Joris Laarman established his laboratory and studio in Amsterdam, The Netherlands, in 2004, where he and his colleagues create thought-provoking experimental works in collaboration with scientists and artists from around the world. Recently, Laarman co-founded MakeMe, a new ambitious platform for downloadable design, local craft and digital fabrication. Born in 1979, Laarman studied at the Eindhoven Design Academy, The Netherlands. His work has been widely publicized and shown in numerous exhibitions worldwide since 2003. Laarman’s work can be found in the permanent collections of several leading museums, including The Museum of Modern Art, New York; the Smithsonian Cooper-Hewitt National Design Museum, New York; the High Museum of Art, Atlanta; the Museum of Fine Arts, Houston; the Art Institute of Chicago; the Centre Pompidou, Paris; the Centraal Museum, Utrecht, The Netherlands; and the Groninger Museum, Groningen, The Netherlands.
“Visible Structures” by nendo
The Tokyo-based Japanese design collective nendo will create “Visible Structures,” an installation of more than 12 pieces of furniture―benches, stools, chairs, tables and bookcases―all made of form core reinforced with a special industrial-strength graphite (carbon) tape. The graphite tape will be applied to the form core in patterns inspired by the early abstract paintings of the Dutch artist Piet Mondrian and the De Stijl movement.
The High previously acquired three “Cabbage Chairs,” (2010) by nendo for its collection; they will also be on view in “Modern by Design.” Nendo describes its design, stating, “The primitive design of the chair responds gently to fabrication and distribution costs and environmental concerns, the kinds of issues that face our 21st-century selves.”

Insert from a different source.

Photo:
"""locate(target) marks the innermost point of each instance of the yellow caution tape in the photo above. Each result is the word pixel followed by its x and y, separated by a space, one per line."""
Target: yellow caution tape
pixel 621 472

Founded in 2002 and led by Oki Sato, nendo is internationally recognized and renowned, earning more than 20 design awards for its simple and functional yet striking and playful work in interiors, furniture, product design, graphics and architecture. nendo’s work can be found in the collections of The Museum of Modern Art, New York; the Musée des Arts Decoratifs, Paris; the Museum of Arts and Design, New York; the Smithsonian Cooper-Hewitt National Design Museum, New York; The Montreal Museum of Fine Arts, Montreal; the Design Museum Holon, Israel; The Israel Museum, Jerusalem; and the High Museum of Art, Atlanta.